Alexis Stone loves softball. It’s been that way ever since the Stone Mountain High School junior and captain of the Lady Pirates softball team caught a game at a park in Pittsburgh when she was eight.
“I went up to the coach and I watched [the game] for a little second, then my mom asked him can I play,” Stone recalled. That was beginning. “He taught me how to play, and I was good.”
Apparently, the talent runs in the family. Her mother, Candice Cunningham, played softball in high school. She thinks her daughter took to it “because she found it to be fun and it gave her a feeling of accomplishment,” Cunningham said through e-mail correspondence.
And Alexis’ older brother William, who died seven years ago today, Oct. 16., was also a good athlete. “She always wanted to be great like him,” her mother wrote. “In Middle School she tried out for football but an injury during practice made her aware this was a sport for guys. And he [William] had great sportsmanship. Nothing came easy for him he had to work hard for it. He taught Alexis when you want something to keep at it until you get it. So to sum it up he taught her how to be a great athlete.”
Alexis, who prefers playing third base, only needs to be shown something once, her mom said: “She works over and over to improve it but she has it.”
Alexis is also pretty good with math - pre-calculus, to be exact, a class she takes with seniors.
Alexis, who is captain of the softball team, can add another accomplishment to her school career: She was “Miss Softball” at last week's Stone Mountain High School Homecoming Coronation.
Stone has big plans for her future, too. Among her considerations are the Air Force and Army ("Honestly I won't care where. I’m trying to get a scholarship. Whoever offers me a scholarship with a good deal," she said) and has narrowed her career options down to the medical field, forensic science, accounting, psychiatry or psychology.
And although the Lady Pirates softball team has struggled, as captain, Alexis hasn't taken her role for granted. “I was told...recruiters will look at you individually and not look at the wins,” she said.

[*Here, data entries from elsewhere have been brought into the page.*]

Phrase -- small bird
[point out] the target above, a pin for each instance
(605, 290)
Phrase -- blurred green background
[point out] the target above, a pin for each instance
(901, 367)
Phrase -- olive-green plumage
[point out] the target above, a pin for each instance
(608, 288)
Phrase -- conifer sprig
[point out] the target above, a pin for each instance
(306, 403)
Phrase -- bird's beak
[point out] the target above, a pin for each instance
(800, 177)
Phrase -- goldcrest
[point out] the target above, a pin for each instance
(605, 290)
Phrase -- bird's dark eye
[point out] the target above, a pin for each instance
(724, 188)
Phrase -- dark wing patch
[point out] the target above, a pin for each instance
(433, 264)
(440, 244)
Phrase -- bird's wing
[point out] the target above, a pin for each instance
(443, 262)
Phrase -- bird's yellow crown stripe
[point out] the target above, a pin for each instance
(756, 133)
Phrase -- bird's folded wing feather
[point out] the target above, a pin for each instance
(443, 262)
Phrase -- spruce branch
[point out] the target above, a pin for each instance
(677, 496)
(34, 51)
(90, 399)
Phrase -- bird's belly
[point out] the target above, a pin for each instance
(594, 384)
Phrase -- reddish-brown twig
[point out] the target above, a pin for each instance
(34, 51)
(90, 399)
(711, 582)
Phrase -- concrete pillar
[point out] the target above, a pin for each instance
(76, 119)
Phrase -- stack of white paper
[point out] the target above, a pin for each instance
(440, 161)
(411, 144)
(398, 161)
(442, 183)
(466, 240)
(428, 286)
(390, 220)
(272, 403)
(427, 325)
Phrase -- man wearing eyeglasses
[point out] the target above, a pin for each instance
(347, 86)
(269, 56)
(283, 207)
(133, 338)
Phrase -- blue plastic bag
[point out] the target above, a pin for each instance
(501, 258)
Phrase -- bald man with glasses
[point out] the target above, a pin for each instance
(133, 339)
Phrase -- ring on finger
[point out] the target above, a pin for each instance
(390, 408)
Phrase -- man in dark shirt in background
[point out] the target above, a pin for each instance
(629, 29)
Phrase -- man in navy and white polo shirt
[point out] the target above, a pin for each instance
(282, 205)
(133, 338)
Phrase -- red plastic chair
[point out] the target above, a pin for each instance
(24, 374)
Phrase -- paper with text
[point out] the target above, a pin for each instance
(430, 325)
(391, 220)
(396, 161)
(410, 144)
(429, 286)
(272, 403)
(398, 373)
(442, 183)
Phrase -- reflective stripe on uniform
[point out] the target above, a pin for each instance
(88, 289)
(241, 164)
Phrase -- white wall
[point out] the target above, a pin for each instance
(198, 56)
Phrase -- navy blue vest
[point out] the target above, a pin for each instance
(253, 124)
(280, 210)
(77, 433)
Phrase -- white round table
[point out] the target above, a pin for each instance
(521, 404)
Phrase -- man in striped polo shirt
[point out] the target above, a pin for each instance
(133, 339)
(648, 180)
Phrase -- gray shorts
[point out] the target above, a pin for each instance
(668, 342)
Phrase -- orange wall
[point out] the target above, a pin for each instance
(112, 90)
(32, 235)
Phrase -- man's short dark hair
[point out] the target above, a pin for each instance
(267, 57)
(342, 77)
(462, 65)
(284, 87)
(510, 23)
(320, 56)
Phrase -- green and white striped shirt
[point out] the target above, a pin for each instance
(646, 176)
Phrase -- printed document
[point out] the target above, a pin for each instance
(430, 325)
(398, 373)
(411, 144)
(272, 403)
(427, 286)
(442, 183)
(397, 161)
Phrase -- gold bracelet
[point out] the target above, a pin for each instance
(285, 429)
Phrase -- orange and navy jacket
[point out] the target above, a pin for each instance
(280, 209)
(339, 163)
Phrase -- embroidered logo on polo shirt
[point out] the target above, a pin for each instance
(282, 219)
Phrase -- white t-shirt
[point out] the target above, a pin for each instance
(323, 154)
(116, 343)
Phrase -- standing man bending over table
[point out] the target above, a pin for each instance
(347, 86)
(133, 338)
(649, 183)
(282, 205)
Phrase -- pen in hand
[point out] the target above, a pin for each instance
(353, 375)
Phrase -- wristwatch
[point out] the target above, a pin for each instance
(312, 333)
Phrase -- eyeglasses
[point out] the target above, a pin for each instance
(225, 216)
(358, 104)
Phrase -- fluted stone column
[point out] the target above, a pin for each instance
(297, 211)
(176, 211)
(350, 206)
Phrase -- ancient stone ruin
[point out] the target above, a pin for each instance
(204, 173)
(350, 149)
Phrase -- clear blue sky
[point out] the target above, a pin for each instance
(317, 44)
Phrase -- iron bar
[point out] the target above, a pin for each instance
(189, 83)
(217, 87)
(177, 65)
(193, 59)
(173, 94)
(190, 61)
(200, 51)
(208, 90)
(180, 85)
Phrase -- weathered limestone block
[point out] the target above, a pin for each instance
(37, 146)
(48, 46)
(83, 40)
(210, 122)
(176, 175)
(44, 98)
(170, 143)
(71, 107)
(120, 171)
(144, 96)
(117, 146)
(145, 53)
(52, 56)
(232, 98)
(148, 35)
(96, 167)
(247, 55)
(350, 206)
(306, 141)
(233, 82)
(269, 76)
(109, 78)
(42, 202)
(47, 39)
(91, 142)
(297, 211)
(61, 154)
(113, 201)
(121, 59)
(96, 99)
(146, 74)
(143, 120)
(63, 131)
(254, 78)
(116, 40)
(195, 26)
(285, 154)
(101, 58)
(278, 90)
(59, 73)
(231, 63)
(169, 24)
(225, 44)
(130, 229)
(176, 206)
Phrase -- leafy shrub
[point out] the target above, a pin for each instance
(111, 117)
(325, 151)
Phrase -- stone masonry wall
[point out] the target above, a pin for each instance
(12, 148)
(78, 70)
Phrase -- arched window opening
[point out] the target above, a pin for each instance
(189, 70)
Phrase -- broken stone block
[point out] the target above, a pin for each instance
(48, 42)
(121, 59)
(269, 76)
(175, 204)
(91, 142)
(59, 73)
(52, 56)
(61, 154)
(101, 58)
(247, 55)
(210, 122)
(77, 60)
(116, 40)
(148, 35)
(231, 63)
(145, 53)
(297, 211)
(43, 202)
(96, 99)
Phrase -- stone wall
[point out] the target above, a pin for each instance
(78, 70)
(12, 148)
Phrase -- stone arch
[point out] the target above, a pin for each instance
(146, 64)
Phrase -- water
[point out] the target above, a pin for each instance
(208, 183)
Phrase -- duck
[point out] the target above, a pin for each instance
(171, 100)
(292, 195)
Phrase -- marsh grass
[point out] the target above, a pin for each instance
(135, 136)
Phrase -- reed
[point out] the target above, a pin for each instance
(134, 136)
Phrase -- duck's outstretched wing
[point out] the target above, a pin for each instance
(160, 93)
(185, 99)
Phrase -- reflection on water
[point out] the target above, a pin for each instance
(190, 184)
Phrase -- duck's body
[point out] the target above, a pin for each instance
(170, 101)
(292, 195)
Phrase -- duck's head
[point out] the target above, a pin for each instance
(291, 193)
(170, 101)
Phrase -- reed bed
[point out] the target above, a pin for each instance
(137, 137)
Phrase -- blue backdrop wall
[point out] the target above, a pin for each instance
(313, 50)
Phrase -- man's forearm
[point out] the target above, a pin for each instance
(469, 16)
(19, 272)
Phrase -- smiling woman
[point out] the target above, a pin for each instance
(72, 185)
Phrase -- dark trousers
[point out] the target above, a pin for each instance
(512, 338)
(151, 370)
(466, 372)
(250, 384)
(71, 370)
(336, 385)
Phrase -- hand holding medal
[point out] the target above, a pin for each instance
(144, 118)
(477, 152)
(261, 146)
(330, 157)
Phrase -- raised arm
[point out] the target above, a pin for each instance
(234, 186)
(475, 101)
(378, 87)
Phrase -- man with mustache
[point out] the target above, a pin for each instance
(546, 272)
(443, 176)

Alexis has high expectations of herself. “When I miss a ball, I tell myself ‘you’re not going to miss anything else.’ I’m a Christian girl that’s a big effect on my life. I try to stay positive.”

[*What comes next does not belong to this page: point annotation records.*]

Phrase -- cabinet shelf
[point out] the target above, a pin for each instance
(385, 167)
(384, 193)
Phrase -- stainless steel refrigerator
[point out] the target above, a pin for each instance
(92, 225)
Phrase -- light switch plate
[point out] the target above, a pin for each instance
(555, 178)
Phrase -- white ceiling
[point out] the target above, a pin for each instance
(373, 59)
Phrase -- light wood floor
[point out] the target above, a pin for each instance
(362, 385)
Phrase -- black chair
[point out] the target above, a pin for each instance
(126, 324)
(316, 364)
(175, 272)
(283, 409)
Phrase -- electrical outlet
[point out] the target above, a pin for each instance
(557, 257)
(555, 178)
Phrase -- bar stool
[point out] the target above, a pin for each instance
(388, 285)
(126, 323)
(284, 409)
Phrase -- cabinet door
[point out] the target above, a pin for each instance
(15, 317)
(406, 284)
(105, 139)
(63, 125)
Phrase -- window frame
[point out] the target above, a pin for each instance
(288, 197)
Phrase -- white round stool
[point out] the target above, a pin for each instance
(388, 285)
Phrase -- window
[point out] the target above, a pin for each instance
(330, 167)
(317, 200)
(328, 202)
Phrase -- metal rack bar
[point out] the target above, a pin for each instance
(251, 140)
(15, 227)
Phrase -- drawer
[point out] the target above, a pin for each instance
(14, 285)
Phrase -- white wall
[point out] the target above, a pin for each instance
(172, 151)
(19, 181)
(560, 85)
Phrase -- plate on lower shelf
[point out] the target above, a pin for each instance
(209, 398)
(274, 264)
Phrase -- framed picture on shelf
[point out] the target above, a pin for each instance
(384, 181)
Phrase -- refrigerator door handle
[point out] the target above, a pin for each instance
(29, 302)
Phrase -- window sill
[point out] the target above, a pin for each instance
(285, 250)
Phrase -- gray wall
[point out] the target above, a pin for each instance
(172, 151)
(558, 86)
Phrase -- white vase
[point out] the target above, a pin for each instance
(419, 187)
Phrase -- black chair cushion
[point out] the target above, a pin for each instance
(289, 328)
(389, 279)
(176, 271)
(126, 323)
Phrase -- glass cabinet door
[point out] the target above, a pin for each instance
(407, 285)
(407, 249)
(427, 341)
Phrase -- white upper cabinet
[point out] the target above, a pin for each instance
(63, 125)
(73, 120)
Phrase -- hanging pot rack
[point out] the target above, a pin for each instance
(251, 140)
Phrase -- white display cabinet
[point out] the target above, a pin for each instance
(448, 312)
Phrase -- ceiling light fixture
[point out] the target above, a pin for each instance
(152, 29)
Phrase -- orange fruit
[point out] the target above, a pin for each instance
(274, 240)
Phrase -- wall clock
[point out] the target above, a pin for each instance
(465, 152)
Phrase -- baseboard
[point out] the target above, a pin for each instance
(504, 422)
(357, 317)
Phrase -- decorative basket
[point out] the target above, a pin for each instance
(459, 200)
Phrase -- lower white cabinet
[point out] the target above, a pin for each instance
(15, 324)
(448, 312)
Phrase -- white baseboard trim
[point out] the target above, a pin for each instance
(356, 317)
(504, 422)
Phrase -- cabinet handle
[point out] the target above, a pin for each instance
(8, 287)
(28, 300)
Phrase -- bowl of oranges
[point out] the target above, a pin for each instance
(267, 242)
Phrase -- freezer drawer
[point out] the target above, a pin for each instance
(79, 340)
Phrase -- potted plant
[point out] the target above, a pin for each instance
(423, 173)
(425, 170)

Her mother wants her daughter not to have to face certain obstacles.
“I want my daughter to receive a scholarship, so she doesn’t ever have to struggle,” Cunningham said. “I just got my LPN nursing license at 37 years old and now [I’m] in school for RN at 40.” She doesn’t want that for Alexis.
“Between my husband and I, we have 11 living children 12 including my son that passed. These kids have to get scholarships.”
But overall, her mother just wants for her daughter what all moms want: “MY BIGGEST DREAM FOR HER IS TO BE HAPPY!” Cunningham wrote. “ AND SUCCEED IN EVERYTHING SHE DOES!”